All anesthetic recovery cases deserve careful observation; there were multiple watchful eyes focused on Blue as he began to blink and stir. When I was satisfied that he was really on his way we added pain medication. I then pulled off my surgery gown and headed for a meeting with the nervous family to share the good news. I found out how, during a fracas with the retriever next door, Blue had become an instant amputee.
I learned something else, a valuable lesson that I carry with me to this day. Fear can strike hard when someone you love, whatever the species, suffers an injury. Frantic phone calls may contain exaggerations. But when Blue’s person telephoned that her dog’s leg had been torn off, well, she was not inflating the facts. Opportunities to practice empathy never take a day off.
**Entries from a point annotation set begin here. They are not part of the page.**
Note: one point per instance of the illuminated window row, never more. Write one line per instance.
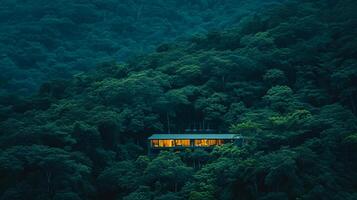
(186, 143)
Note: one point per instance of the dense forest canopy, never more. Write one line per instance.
(284, 77)
(42, 39)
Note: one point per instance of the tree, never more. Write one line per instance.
(168, 169)
(274, 77)
(51, 171)
(280, 98)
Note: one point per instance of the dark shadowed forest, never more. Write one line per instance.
(281, 74)
(42, 40)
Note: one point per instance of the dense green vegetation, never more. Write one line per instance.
(285, 78)
(42, 39)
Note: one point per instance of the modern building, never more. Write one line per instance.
(159, 142)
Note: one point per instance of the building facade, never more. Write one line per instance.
(159, 142)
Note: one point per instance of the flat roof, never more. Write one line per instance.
(193, 136)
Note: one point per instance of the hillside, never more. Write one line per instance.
(284, 77)
(42, 39)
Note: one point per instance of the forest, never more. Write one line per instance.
(42, 40)
(284, 76)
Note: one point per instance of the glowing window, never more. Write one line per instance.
(155, 143)
(166, 143)
(182, 143)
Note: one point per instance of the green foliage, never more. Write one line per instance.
(284, 77)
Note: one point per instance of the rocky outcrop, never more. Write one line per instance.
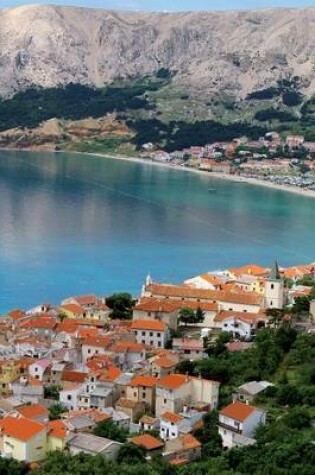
(54, 133)
(235, 52)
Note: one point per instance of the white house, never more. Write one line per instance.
(238, 423)
(240, 324)
(69, 396)
(38, 369)
(173, 425)
(175, 391)
(151, 333)
(92, 346)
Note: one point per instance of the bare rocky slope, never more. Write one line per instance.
(235, 52)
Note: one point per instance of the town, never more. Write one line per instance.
(102, 375)
(288, 162)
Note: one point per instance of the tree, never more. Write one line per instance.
(301, 305)
(131, 453)
(121, 305)
(275, 316)
(186, 316)
(298, 418)
(109, 430)
(52, 392)
(199, 315)
(208, 435)
(56, 410)
(12, 467)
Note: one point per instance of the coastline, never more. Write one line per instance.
(216, 175)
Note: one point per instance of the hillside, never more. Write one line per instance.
(230, 53)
Unhealthy ‘neighbor’ relations
“Blue’s” backyard was separated from the neighbor’s by your average chain link fence. Some dogs ignore this contrivance but for others it’s a formula for disaster. Think about Blue if your dog engages in through-the-fence displays of aggressive madness, aka fence fighting. If these dogs were actually fencing, I’d be less concerned.
Dogs communicate almost continually. They’re genetically programmed to protect territory as well as to connect socially. Fences get in the way and often lead to trouble.
The natural response to the approach of another dog is body signaling that conveys their intentions. These greeting rituals require freedom of movement for sizing each other up, along with rear end sniffing for identification. A clear sign of a budding friendship is competitive urinating.
Blue and the golden retriever next door had a long history of running the fence, growling, barking, and snapping. Unable to interact like normal dogs they became intensely frustrated by that @#%&* “artificial” barrier! The signals they swapped were bizarre and provocative. Their people had assumed that all this racket was just an annoyance, until Blue’s leg poked through the fence. The golden on the other side grabbed it instantly, hard and fast, literally tearing it off. This could have ended much worse.
Never believe that events like this can only occur once. Even a hint of trash talking at the property line absolutely must be prevented. For Blue and the dog next door to abandon their mutual enmity it was imperative that they never see each other again. Avoidance of the arousal trigger was the only legitimate solution. Finger pointing between neighbors could have driven the discussion but these folks loved their pets and were ready to work together. I advised them to combine resources to eliminate the risk. Fence covers are available on the Internet. A block wall would be even better.
Everyday there are opportunities to solve problems with cooperation and compassion. Blue is now safe, active, and playful on 3 legs. We hope he has forgiven his neighbor, a dog he never sees.